Surrender None by Elizabeth Moon


  Furious with himself, and with the gnomes who had advised this battle plan, Gird watched his ambush degenerate into a lengthy slaughter. Now that they were sure the rocky slopes held no more surprises, the lords and their soldiers pushed forward strongly on the road itself. Already they were beyond the range of Gird’s archers, who would have to come out of cover to find targets. The yeoman marshals were looking over their shoulders now, expecting Gird to come up with something—some plan—and he could not think of anything. Could he hold them together? Would a rout be worse than this? Why had he ever thought the gnomes could design a battle plan for humans? He had to try something. He called them all in, trying to slow the enemy advance along the road. That might give someone a chance to escape.

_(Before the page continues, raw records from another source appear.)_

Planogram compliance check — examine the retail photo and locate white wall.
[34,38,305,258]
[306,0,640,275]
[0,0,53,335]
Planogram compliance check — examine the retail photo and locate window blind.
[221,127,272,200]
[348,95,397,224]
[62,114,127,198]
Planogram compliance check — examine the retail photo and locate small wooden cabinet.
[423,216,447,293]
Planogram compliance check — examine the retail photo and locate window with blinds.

  It had been a mistake. It had been a disaster, and now the end would come. Gird held the retreat together, as foot by foot they were forced back through the village into the maw of the mine. He had been so sure that taking out their archers would be enough. It might have been, without the lords themselves there, with their wicked magicks. Their troops, who might have broken and fled— would have, Gird was sure—still moved forward, as if they had no thought at all, as if they could suffer no wound or fall to no death. Yet they fell, and died, and were trampled by their own. The faces he could see did not change expression even in death. Too far behind for any of Gird’s weapons to reach, the lords sat veiled on their tall horses, watching, performing whatever magicks they could.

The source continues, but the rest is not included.